Ya han sido varias veces las que me he escapado en verano
para visitar a los dueños del Big Ben; siempre experiencias diferentes -claro
está- y recomendables sobremanera. La principal pregunta: ¿qué diferencias se
encuentran? Miles cuando se compara un pueblo como este con una ciudad inglesa.

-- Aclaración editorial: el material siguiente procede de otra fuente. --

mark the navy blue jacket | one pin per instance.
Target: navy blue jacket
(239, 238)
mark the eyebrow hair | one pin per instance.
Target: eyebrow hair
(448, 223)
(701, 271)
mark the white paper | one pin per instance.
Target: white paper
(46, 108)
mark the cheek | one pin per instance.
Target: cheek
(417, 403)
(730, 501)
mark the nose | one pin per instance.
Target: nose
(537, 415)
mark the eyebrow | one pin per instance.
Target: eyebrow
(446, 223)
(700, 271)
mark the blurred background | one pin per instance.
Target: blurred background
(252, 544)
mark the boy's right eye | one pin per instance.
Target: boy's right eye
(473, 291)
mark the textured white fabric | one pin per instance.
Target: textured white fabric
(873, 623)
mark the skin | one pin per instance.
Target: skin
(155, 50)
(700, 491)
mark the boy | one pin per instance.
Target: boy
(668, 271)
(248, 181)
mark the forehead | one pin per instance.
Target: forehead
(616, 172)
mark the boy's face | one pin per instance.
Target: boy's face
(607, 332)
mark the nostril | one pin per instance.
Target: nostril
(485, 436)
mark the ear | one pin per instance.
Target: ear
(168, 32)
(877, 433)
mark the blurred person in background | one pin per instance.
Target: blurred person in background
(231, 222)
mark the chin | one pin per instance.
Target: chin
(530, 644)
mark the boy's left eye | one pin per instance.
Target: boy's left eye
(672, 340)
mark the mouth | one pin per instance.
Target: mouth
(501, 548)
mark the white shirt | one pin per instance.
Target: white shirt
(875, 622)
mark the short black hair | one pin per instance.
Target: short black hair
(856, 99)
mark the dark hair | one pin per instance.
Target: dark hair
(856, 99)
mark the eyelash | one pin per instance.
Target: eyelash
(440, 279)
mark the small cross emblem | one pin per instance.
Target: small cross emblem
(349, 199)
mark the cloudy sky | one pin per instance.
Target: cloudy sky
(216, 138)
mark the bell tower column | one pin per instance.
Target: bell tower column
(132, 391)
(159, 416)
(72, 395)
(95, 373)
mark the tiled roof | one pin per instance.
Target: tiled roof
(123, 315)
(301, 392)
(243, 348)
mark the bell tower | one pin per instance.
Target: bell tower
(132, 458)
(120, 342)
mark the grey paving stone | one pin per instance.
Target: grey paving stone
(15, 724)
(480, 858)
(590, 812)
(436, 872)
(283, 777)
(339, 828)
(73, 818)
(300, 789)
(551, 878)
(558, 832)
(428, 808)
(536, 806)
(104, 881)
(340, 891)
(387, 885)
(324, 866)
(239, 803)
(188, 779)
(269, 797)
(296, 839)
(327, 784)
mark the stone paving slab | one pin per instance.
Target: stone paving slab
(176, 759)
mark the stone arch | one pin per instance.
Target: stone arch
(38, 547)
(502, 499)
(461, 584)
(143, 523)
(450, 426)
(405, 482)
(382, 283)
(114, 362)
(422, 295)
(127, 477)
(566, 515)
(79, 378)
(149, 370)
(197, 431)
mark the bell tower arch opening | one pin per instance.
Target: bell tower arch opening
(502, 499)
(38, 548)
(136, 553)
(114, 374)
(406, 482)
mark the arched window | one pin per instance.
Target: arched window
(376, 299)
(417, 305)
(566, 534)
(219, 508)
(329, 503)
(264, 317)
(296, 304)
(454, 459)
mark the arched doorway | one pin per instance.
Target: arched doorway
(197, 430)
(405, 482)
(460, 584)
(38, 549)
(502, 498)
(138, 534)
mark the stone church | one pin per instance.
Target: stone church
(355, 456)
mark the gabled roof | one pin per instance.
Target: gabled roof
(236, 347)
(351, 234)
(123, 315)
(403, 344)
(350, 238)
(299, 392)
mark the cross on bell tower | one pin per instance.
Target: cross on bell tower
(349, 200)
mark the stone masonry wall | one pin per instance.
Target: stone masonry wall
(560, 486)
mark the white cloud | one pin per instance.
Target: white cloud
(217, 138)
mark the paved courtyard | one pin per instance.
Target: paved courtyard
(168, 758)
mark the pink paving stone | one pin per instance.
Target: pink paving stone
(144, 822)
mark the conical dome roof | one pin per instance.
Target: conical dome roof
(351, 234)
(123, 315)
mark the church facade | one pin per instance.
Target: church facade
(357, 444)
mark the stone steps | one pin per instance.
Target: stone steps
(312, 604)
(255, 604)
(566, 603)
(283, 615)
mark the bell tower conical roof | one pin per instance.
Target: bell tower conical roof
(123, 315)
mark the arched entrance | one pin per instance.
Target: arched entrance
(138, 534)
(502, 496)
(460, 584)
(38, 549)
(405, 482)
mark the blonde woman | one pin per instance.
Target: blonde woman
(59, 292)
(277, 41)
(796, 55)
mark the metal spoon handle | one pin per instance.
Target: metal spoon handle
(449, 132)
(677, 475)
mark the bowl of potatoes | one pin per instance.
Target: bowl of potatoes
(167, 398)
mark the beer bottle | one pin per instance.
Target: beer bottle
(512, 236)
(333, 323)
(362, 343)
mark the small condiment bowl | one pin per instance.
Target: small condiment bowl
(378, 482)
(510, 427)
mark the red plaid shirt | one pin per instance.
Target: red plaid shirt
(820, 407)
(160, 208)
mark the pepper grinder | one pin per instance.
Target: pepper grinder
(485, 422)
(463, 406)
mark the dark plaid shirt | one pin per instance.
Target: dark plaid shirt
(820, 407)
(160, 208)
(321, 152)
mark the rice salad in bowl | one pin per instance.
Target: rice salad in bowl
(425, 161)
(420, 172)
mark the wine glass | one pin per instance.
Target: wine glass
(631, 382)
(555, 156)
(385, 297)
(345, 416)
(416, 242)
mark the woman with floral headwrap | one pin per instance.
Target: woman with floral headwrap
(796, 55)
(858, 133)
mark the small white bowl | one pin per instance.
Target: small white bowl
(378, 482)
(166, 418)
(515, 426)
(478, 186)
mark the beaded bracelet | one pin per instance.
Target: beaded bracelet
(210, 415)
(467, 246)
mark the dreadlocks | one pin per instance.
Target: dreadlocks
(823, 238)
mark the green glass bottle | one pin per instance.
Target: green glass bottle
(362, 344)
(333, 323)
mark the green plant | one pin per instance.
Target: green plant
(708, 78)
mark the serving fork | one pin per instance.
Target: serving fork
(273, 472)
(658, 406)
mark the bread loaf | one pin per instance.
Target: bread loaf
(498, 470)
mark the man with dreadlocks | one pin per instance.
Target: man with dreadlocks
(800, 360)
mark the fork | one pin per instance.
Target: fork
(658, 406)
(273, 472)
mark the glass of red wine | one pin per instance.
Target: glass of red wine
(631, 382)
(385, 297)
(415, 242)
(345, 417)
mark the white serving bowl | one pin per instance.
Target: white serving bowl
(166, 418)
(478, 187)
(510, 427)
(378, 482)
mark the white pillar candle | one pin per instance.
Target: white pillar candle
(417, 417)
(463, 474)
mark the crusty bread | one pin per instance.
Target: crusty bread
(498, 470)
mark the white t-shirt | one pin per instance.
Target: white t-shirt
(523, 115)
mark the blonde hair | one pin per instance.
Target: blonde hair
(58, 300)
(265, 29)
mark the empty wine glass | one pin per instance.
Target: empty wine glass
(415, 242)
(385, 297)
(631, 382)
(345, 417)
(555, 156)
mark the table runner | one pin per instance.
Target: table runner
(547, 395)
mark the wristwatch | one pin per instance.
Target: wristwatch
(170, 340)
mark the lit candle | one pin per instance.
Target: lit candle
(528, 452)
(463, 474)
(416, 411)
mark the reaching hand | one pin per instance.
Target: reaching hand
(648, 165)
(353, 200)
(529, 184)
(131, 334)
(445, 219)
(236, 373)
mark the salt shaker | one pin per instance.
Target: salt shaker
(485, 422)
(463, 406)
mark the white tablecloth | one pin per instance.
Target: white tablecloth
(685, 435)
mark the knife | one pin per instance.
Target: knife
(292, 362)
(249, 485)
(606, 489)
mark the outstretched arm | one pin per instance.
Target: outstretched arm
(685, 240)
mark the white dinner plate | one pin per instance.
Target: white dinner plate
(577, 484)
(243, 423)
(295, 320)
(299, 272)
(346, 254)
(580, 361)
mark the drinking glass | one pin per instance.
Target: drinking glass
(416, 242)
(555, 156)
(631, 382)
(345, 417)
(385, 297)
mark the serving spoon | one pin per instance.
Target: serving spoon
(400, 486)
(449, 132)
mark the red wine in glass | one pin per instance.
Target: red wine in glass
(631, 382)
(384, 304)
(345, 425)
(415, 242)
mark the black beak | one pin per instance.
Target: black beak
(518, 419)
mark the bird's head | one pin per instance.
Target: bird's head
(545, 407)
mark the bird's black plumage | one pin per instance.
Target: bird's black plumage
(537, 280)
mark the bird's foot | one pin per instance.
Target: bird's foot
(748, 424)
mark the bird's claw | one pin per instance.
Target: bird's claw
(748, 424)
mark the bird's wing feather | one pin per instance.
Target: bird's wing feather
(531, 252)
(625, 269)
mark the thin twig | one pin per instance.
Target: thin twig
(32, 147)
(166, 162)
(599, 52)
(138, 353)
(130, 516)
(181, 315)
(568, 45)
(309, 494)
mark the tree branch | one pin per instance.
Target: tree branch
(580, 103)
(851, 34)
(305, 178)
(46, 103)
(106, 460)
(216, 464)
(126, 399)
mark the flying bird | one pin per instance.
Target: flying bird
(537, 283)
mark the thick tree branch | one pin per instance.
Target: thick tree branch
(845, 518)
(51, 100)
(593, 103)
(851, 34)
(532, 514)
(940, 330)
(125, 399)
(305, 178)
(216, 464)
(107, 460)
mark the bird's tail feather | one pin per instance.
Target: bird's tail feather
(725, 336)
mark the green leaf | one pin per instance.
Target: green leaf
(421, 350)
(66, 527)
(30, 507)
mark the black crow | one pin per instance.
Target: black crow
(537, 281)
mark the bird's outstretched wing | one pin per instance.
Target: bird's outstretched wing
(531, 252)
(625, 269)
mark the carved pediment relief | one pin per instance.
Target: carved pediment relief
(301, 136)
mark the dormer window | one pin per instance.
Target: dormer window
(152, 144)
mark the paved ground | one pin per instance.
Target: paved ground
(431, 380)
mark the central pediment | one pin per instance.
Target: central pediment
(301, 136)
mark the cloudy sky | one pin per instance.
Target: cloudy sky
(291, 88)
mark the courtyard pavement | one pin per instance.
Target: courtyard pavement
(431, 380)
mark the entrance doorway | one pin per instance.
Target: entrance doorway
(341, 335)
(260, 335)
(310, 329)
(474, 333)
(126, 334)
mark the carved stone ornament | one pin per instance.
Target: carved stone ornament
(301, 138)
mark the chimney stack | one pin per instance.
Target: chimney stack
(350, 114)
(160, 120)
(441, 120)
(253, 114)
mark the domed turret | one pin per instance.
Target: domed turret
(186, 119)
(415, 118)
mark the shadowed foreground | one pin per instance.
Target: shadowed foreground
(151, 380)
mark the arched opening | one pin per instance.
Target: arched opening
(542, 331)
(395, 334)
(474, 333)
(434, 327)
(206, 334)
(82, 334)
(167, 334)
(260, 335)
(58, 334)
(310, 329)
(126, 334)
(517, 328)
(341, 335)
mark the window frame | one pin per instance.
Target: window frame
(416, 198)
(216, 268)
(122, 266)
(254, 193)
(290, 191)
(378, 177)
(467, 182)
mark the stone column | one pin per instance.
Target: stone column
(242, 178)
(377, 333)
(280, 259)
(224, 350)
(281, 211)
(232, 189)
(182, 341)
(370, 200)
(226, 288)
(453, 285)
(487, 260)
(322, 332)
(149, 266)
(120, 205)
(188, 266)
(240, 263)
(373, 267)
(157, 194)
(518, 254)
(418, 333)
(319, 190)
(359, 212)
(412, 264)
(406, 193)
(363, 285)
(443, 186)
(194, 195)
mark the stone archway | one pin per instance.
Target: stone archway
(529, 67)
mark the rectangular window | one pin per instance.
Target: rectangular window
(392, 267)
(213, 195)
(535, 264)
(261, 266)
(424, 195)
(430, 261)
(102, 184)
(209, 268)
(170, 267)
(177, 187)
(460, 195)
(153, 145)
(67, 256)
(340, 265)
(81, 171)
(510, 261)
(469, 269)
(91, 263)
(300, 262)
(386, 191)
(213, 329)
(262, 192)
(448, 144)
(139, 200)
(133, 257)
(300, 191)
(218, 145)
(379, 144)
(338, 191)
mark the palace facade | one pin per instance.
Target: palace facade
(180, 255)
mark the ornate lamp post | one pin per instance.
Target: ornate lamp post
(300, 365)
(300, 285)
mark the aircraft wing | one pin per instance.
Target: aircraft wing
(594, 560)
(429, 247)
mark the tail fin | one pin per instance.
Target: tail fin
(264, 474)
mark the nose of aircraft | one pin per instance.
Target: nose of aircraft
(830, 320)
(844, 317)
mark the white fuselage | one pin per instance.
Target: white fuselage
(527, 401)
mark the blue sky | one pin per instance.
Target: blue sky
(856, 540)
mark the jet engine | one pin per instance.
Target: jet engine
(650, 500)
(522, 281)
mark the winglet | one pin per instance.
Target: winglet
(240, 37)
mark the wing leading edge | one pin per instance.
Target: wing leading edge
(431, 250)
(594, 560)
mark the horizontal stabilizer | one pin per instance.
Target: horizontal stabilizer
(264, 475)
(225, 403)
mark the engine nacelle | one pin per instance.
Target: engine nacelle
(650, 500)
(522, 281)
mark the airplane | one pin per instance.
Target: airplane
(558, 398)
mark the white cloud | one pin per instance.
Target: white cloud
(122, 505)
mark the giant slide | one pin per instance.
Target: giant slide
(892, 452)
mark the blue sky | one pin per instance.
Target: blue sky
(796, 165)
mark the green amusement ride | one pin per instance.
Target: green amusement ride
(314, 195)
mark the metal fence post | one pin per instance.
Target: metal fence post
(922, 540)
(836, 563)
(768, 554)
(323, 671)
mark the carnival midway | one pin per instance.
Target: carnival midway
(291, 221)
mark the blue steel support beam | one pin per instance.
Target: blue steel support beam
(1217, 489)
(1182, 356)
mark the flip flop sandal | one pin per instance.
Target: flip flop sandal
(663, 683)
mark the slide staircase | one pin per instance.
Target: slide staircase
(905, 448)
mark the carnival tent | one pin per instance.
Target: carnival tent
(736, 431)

| María Sánchez, callosina, ha disfrutado de varias experiencias en Reino Unido |
La comida, los horarios, la libertad, las tiendas, las
gentes (al final hablas más otros idiomas que el propio inglés), las
costumbres... qué se yo, la vida en general. No creo que una experiencia así
merezca una explicación escrita, es mejor vivir las cosas a leerlas. No
obstante, yo lo resumiría todo en un viaje a un país lleno de rarezas, donde en
el fondo echas de menos un espacio conocido -y sin moquetas-, alguien a quien
saludar cuando paseas o una simple comida de la abuela (porque la comida basura
se convierte en tu forma de vida, a no ser que
quieras degustar los tan peculiares platos ingleses -siempre me ha hecho
gracia cómo al final la gente rezaba por un plato de costra-).
Y así lo describiría yo, algo diferente, pero no
recomendable, sino obligatorio para cualquiera que tenga la oportunidad de
salir de aquí. Supongo que así, volando un poco fuera del nido, aprendemos a
apreciar lo que vivimos a diario, a apreciar Callosa.
* Experiencia narrada en primera persona por María Sánchez Estañ, estudiante de Traducción e Interpretación de Inglés en Murcia; y callosina de pies a cabeza.